Wednesday 20 November 2013

On Relationships and Their Manifestations

 
You drink because you want to, or perhaps because you must.  You drink for pleasure, you drink from boredom, and you drink to ease the pain.  You drink for company and to lubricate the wheels of social interaction, and often enough, you drink to get away from everything and everyone.  You drink.  And that’s a good thing.
Because you drink, you frequently find yourself in pubs.  Because you’ve been drinking for a long time, you find your relationship with pubs more fundamental than your relationship to booze.  Your relationship with the pub is, as I may have mentioned before, clearly inconceivable without the booze, and naturally it is the booze that draws the two of you together in the first place, but once you’re there, your relationship with the particular pub in question can blossom into existence.
Now clearly there are pubs that, having been once, you’d never go back to again.  Theme pubs, gastro-pubs and the like, where the gastro has so overtaken the pub that the honest drinker is pushed into a corner and left feeling that his simple need to consume the establishment’s massively overpriced beer is an inconvenience.  Where any semblance of someone having fun is to be frowned upon.  If you drink amongst people for whom a second glass of wine is viewed as risqué, then what chance do you have?
Then there are pubs that simply happen to be convenient, neatly positioned for you to pause and regroup on your journey from A to B.  They may be perfectly pleasant in their own right, you may even find that you tarry a little longer than you had anticipated.  Quite possibly to the extent you decide that whatever it was you were going to do at B is not worth the bother and perhaps you will just stay for another one after all.  The chances are, however, given that for your everyday peregrinations it’s a little bit out of the way, you won’t go back.

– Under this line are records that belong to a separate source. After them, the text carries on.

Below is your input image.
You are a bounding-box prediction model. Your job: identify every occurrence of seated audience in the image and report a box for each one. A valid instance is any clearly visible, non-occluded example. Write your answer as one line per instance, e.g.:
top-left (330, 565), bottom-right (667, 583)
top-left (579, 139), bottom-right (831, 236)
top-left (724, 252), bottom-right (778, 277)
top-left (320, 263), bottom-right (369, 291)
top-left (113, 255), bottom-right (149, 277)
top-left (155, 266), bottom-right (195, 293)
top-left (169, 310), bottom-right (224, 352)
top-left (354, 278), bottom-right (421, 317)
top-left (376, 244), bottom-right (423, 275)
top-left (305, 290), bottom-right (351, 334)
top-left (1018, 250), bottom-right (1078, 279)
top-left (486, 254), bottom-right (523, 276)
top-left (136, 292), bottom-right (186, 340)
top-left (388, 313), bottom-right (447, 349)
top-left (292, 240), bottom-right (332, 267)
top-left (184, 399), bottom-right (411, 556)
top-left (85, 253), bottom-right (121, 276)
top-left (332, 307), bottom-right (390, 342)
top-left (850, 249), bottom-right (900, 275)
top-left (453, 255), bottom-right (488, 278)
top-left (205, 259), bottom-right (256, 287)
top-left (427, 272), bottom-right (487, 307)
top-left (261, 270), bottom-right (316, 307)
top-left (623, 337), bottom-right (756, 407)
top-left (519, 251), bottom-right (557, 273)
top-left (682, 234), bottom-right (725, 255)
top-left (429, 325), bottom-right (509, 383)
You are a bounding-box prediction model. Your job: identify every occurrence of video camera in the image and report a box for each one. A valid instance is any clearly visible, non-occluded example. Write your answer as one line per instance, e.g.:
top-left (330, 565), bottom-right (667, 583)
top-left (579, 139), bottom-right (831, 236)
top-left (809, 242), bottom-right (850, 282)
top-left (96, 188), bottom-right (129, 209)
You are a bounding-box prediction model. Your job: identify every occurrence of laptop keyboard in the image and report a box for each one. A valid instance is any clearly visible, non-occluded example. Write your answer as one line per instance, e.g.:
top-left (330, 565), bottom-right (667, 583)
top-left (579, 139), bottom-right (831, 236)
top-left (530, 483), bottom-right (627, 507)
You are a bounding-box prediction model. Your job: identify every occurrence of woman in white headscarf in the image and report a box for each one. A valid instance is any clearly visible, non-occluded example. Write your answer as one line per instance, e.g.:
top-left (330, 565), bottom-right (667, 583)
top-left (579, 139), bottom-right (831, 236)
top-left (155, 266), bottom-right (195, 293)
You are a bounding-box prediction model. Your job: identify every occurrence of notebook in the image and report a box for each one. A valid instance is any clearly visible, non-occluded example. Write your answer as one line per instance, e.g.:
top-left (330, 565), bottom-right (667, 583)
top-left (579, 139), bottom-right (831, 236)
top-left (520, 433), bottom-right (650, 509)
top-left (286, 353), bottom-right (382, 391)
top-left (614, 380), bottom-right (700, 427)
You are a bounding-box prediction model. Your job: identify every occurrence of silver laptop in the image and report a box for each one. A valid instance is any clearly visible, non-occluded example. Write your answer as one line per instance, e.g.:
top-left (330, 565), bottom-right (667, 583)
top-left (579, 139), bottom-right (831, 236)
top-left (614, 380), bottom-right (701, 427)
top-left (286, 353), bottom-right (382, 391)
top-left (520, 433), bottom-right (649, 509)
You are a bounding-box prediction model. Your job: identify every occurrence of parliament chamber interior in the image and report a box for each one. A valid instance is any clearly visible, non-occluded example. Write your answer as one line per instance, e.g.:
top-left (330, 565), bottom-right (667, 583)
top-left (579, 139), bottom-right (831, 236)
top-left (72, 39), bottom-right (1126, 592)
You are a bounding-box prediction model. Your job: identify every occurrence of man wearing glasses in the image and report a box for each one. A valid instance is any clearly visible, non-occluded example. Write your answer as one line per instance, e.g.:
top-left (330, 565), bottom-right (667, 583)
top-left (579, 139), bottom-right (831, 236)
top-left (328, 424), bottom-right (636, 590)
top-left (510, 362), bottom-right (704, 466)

But once in a while, you stumble into a pub for the first time, and something clicks.  It answers a need in you.  Perhaps it’s a particular calm, or then again, a particular vivaciousness in the atmosphere.  Perhaps it’s the ease with which you fall into conversation with the gentlemen at the bar.  Perhaps it’s as simple as the barmaid being pretty and open to distraction.  Or perhaps it’s something more intangible.  It would be easy to overwork the psychology involved, but there is a sense of recognition when you find a pub to which you immediately know you will return, a sense of familiarity, a sense of felicity, a sense of yes, right here.
That said, no relationship is always plain sailing, and even that initial sense of rightness can be misleading.  You can go back to a place at find the atmosphere gone, twats at the bar, and a superfluity of boorish barmen.  Even then, though, on the strength of the initial encounter, you are inclined to give it another chance or two, and if like me, you are still bereft of a proper local to call your own, a few more after that.  At the very least, you come to an understanding.  While it may not be The One, it is at least there, and fulfilling at least some of your needs.
Thus I find myself without a local as such, but with at least a couple of pubs I enjoy and that I’m seeing on a regular basis.  While I may have moved on, I have perhaps not yet fully let go of the old pub, and am still looking for something of that in any new pub I chance upon.  And that is perhaps in part because something deep within me is longing to hear those three little words that can change the world, three little words that make the whole of that mess we call existence make sense.  Those three little words that at the very least ensure a night of magic: “on the house.”  Cin-cin.